My first impulse was to conjure the near-instant gratification of the microwaved vegan brownie in a bowl. Then, after further questioning my parenting, I decided that I should look up this delicious, lower-sugar brownie recipe I’d made once before (it calls for the optional use of instant coffee–I either eliminated the instant coffee or substituted Caffix, I can’t recall which). But I couldn’t remember the name of the website and didn’t feel like poking around trying to locate it just then. So I pulled my trusty copy of Colleen Patrick-Goudreau’s The Joy of Vegan Baking from the shelf and made these delectably sweet (to the tune of 1 1/2 cups of granulated sugar), moist, chewy brownies.

So chocolatey. Recipe from The Joy of Vegan Baking by Colleen Patrick-Goudreau, http://www.joyfulvegan.com/shop/the-joy-of-vegan-baking.

Of course, I used the crummy weather and the fact that it was Monday–a perfectly fine Monday, mind you–compounded by the plaintive cries of my offspring, to justify baking these cocoalicious confections. Had it been sunny and Tuesday, I might have let the craving pass like the shape-shifting cloud I knew it to be. And as I was driving home and contemplating this sad state of affairs, the Carpenters’ “Rainy Days and Mondays” crawled into my consciousness, where it lingers still. These are brownies born of manufactured melancholia and self-recrimination. To enjoy them properly, put on your neck-straining, oversized, padded headphones and play this while you eat one. Or two. Or more.

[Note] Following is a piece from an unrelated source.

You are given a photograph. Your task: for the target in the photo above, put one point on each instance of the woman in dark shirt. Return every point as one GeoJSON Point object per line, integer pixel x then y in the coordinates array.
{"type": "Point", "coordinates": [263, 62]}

On another note, it pains me to confess that I am still reading, fitfully, Louise Penny’s Still Life. It’s a really good story, truly it is, but for some reason I haven’t been able to find the time to sit down and read it all in one go. I’ve just gotten to the part where Chief Inspector Gamache has identified the killer–or has he? I’m only a little over halfway through, so I have a feeling the plot is about to twist. I did, however, manage to sneak in the tiny Lyra’s Oxford, a short story sequel to Philip Pullman’s His Dark Materials trilogy, over the weekend. Lyra’s Oxford, a toothsome morsel of a book, allowed me to get a taste of Pullman’s work while indulging my love of the title city (the slim volume includes a foldout map of Oxford–Lyra’s, that is: a mix of factual and fictive geography). I’d been delaying reading His Dark Materials until my son was old enough for it, and I’m hoping it will be next in line once he finishes the Harry Potter books.